EFEBruselas

Hubo que esperar un partido y medio para disfrutar de la magia del belga Kevin de Bruyne. El capitán del Manchester City, mejor jugador de la temporada en la "Premier" y firme candidato al Balón de Oro, se había roto la cara 19 días antes de la Eurocopa en la final de la Liga de Campeones y llegó tarde, operado y entre algodones al torneo. Pero KDB no defraudó.

"De Bruyne reorganizó la casa belga del sótano al ático", dice en su análisis del partido el diario francófono Le Soir, mientras que el periódico flamenco Het Laatste Nieuws glosa su actuación destacando que "tiene ojos detrás de la cabeza".

Pero no sólo en casa, fuera de Bélgica también gustó el belga.

"De Bruyne lo cambió todo", decía la crónica de la web del diario francés "L'Équipe"; "De Bruyne enciende a Bélgica", resumía La Gazzetta dello Sport en Italia; "De Bruyne doblega a una Dinamarca conmovedora", tituló EFE, "Puso el empate con un toque brillante y desinteresado", informaba la BBC.

Y hasta en Dinamarca hechizó el siete de los Diablos Rojos: "De Bruyne es demasiado salvaje", escribía en Twitter el periodista deportivo danés David Kroner; "Llevar a Kevin De Bruyne al campo es como usar códigos de trampa en FIFA", decía su compatriota y analista Kasper Pedersbæk.

Ocurrió en Copenhague, donde los 25.000 aficionados de las gradas en la Eurocopa de la pandemia arroparon a los suyos generando tal burbuja de energía que los nórdicos tardaron 99 segundos en romper la red de Courtois, firmando el segundo gol más rápido de la historia del campeonato.

El desvanecimiento en el mismo campo el pasado sábado del danés Christian Eriksen, ahora fuera de peligro y activo en las redes sociales, ha conmovido al mundo del fútbol y ha dominado mediáticamente la primera semana del torneo. Y el público y la emoción transportaron al equipo local.

Los belgas, que habían ganado en Copenhague en noviembre de 2020, se esperaban un baño de emociones y un comienzo duro. Pero no tanto. Nadie en Bélgica contaba con ver acribillados de esa manera a los suyos, los mismos que cinco días habían ganado a Rusia por 3-0.

"Estábamos irreconocibles", diría después Jan Vertonghen, el jugador con más partidos como internacional de la historia de Bélgica (129).

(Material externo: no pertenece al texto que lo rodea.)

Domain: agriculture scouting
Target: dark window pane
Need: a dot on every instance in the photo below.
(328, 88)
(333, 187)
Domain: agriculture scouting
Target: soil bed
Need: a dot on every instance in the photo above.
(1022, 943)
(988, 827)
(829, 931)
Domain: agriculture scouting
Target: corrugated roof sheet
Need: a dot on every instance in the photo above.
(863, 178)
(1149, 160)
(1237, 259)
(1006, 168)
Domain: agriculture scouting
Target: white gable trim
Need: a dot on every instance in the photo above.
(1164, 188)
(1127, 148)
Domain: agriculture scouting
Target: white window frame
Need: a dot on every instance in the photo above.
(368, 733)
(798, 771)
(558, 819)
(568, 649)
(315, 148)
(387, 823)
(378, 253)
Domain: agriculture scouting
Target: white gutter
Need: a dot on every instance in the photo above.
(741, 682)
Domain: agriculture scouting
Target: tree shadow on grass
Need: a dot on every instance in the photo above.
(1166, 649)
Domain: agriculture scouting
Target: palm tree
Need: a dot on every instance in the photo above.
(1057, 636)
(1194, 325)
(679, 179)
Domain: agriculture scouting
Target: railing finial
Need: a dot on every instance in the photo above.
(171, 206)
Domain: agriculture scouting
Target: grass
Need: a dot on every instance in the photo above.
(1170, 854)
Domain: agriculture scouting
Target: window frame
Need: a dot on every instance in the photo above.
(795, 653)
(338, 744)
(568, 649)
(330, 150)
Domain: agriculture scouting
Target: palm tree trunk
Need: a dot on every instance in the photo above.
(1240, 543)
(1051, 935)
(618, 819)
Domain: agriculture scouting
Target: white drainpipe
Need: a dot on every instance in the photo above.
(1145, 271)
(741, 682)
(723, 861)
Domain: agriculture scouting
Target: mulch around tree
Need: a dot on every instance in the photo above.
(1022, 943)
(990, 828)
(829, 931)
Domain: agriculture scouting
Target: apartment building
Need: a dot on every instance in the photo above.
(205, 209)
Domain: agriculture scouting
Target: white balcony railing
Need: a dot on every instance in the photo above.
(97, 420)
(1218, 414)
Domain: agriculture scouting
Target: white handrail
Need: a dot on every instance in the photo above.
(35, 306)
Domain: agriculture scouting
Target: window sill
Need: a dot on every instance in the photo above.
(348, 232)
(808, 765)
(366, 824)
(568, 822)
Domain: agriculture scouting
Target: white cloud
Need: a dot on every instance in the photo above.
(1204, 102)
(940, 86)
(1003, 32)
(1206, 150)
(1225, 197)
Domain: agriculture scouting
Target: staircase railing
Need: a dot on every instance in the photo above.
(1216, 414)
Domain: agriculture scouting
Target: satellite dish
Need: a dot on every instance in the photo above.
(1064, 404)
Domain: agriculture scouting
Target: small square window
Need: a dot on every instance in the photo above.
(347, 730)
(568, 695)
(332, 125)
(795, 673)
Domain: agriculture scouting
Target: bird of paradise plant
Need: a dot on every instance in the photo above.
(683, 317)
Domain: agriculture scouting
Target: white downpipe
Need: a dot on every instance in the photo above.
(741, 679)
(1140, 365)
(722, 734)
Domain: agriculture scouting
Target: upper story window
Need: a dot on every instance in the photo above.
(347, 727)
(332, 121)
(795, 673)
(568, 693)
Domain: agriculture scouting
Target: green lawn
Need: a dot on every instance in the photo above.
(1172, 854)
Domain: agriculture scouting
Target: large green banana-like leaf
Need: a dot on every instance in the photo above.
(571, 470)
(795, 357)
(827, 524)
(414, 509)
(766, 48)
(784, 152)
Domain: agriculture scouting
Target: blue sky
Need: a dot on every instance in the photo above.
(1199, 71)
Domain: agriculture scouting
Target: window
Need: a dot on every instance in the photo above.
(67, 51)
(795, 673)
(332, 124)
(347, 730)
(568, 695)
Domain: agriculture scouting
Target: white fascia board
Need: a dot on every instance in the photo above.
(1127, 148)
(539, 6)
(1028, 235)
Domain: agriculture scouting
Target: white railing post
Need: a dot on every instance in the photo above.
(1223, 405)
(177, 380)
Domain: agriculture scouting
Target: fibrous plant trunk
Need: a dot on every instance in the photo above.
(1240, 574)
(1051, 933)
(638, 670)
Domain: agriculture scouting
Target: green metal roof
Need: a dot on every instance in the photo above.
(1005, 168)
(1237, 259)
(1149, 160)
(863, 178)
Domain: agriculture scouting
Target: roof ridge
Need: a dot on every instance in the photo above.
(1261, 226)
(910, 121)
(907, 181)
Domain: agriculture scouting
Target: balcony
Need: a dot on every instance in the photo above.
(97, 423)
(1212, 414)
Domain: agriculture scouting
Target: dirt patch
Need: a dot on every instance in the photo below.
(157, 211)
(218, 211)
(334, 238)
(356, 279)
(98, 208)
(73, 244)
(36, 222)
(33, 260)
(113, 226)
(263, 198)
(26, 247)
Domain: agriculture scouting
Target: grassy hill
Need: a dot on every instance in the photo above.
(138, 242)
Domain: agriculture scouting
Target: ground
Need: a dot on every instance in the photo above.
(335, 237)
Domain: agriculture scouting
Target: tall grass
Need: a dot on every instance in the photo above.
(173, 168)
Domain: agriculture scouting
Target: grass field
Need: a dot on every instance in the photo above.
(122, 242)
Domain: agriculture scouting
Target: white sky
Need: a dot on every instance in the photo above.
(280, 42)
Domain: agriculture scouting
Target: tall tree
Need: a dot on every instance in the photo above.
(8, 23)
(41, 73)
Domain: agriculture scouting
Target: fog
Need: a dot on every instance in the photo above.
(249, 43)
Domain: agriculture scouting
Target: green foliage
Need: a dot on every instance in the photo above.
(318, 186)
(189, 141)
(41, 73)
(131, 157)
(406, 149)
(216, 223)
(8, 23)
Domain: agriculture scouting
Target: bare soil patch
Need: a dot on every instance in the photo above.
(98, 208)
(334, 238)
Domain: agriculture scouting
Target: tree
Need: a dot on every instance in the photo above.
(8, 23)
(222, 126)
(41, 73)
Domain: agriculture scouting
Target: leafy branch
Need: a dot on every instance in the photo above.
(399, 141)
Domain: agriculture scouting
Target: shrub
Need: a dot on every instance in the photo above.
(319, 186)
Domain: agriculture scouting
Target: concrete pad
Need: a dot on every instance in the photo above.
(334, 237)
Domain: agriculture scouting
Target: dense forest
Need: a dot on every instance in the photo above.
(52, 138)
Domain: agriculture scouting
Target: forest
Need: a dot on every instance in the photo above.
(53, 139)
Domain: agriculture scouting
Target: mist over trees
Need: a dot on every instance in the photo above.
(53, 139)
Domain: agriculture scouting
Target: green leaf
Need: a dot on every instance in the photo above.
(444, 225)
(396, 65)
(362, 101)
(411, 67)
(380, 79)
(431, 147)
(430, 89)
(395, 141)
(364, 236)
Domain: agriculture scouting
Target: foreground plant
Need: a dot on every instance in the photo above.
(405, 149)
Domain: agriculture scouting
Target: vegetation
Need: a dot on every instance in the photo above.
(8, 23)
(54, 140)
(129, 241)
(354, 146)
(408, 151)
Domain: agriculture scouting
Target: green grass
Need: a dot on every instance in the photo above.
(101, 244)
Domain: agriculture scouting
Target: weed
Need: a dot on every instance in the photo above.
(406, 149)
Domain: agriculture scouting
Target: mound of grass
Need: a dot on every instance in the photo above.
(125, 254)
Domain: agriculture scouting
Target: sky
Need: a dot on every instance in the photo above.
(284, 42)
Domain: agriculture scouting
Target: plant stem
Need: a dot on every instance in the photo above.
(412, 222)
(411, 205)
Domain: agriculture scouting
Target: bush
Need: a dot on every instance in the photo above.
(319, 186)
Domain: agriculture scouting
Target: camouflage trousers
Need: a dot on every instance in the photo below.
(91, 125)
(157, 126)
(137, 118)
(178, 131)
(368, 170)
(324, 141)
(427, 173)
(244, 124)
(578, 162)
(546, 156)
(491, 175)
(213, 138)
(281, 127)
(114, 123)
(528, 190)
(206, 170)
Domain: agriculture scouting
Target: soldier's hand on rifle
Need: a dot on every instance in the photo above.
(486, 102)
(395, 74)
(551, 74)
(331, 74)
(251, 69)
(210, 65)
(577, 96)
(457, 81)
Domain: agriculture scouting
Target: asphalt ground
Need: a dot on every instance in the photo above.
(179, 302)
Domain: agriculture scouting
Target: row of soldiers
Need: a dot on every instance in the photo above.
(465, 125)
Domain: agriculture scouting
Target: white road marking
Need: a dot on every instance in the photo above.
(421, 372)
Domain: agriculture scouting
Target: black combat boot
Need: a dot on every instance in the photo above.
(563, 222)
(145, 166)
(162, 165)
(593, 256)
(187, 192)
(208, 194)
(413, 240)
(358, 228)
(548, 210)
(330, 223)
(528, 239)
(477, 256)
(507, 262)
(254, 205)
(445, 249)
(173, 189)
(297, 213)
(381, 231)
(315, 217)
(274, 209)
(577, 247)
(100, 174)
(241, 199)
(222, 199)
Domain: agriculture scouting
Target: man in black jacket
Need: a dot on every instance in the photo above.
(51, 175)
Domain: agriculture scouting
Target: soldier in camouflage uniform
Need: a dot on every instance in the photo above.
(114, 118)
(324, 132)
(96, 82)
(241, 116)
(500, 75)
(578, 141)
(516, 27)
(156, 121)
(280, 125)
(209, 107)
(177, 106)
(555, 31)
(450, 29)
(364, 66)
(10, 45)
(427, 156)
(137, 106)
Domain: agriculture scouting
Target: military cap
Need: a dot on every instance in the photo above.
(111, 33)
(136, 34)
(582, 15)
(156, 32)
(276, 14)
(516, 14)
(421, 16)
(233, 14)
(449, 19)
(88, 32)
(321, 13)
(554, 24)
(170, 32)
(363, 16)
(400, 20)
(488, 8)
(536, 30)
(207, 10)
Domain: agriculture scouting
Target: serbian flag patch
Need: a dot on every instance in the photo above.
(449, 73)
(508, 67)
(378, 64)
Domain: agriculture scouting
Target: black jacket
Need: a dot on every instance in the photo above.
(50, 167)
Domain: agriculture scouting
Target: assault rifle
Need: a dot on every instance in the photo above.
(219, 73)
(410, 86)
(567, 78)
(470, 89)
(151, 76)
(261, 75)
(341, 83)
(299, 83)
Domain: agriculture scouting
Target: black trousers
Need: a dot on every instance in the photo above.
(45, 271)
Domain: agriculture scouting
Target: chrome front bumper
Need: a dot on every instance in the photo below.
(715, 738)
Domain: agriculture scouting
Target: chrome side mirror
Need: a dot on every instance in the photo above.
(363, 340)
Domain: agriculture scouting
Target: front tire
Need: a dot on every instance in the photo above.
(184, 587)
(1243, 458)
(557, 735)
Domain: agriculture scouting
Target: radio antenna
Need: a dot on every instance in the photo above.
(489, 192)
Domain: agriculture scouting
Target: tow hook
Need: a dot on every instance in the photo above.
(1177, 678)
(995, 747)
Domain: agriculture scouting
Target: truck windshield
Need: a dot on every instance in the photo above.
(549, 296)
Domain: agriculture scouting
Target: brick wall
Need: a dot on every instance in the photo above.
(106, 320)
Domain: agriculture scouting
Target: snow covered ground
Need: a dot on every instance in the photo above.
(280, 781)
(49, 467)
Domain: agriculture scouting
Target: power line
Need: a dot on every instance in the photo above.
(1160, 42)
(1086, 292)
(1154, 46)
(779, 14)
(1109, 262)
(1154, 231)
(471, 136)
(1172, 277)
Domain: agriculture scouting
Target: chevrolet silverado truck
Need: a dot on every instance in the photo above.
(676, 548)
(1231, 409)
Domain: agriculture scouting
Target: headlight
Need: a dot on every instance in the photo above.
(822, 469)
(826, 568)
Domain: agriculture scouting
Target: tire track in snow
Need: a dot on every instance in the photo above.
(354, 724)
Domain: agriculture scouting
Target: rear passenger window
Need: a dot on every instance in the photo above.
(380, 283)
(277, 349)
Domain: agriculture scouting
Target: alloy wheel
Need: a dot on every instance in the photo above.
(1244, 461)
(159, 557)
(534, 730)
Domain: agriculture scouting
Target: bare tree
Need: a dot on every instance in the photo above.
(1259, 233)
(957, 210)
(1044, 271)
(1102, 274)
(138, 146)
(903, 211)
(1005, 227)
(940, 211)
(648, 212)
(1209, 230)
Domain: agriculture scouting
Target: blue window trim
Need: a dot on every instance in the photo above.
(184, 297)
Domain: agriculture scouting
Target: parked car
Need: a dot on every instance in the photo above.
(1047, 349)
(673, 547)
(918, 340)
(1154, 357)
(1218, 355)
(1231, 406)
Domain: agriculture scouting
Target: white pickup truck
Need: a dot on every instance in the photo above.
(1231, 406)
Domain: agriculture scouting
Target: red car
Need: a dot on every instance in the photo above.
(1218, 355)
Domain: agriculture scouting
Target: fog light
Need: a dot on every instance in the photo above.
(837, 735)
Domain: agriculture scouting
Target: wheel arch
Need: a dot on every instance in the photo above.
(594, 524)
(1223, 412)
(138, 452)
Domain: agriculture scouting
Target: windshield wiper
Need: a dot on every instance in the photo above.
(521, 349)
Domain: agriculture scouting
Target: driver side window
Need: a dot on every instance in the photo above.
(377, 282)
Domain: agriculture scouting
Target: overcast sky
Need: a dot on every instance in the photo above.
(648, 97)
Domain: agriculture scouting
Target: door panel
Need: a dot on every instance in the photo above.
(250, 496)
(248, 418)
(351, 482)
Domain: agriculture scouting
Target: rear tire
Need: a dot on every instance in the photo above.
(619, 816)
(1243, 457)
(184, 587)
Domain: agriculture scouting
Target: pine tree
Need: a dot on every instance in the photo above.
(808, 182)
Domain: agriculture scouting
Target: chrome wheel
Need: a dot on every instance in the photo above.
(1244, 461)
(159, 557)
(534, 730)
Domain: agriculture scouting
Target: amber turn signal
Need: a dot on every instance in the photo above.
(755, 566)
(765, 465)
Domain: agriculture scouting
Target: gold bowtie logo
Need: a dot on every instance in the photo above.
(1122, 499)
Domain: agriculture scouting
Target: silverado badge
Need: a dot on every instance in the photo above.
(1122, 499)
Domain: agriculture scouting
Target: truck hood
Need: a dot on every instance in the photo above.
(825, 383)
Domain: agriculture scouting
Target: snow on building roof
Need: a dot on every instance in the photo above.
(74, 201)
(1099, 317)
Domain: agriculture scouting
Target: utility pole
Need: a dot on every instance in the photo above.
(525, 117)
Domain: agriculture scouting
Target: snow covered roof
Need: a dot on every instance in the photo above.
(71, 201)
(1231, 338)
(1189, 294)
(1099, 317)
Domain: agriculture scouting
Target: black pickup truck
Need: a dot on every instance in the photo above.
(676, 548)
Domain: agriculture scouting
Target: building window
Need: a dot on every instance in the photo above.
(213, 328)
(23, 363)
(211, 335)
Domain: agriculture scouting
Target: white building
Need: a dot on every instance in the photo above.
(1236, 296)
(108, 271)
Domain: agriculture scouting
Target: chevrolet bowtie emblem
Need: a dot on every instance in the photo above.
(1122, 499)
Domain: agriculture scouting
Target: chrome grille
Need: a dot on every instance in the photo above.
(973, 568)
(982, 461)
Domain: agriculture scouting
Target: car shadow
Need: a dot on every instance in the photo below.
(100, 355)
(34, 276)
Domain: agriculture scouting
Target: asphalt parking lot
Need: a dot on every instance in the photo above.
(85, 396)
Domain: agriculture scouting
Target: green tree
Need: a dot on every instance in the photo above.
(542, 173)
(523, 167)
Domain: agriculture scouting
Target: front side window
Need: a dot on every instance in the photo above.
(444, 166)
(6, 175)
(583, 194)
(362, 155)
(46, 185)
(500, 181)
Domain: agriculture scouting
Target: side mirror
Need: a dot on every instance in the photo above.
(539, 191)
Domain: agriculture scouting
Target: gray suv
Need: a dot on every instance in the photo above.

Dinamarca parecía tocada por los dioses en la primera parte. Durante 45 minutos, Damsgaard, Braithwaite, Poulsen y ocho más -nueve, con el púbico- asediaron a Bélgica, una selección que presume de ser primera en el ránking de la UEFA y que aspira a conquistar la Eurocopa.

Y en medio de esa escabechina, recompensada para los nórdicos con un gol de Poulsen que podían haber sido tres o cuatro, y con Romelu Lukaku al doscientos por cien para mantener a flote a los Diablos Rojos, saltó al campo el pelirrojo con pecas de las afueras de Gante.

En sus primeros 45 minutos, Kevin de Bruyne, aquel chaval con adolescencia difícil que circuló por familias de acogida para poder entrenar y convertirse en futbolista, convertido ahora un hombre casado y con tres hijos que se define así mismo como "tranquilo" y "tímido", desplegó en la Eurocopa todo su talento.

Y Bélgica respiró aliviada. La húmeda planicie centroeuropea, tierra de grandes ciclistas, no ha ganado un torneo prestigioso de fútbol desde los Juegos Olímpicos de Amberes, allá por 1920, y sabe que la generación de Hazard (30), Courtois (29), Carrasco (27), Lukaku (28) y De Bruyne (29) es su gran baza para romper esa mala racha de 101 años.

De Bruyne volvió a maravillar en Copenhague. Dio la vuelta al encuentro y dejó detalles de una clase extraordinaria. Y lo hizo también fuera del campo, explicando tras el partido por qué apenas celebró el gol con el que selló la clasificación de Bélgica para octavos de final.

"No quería festejarlo demasiado por lo que pasó en el último partido. Tengo mucho respeto por todo el mundo aquí", dijo en francés el jugador flamenco a un micrófono belga.

Ya clasificada, a Bélgica le basta un empate contra Finlandia el lunes en San Petersburgo para quedar primera del Grupo B, en cuyo caso disputaría el partido de octavos el domingo 27 de junio en Sevilla. De quedar segunda, jugaría el sábado 26 en Ámsterdam.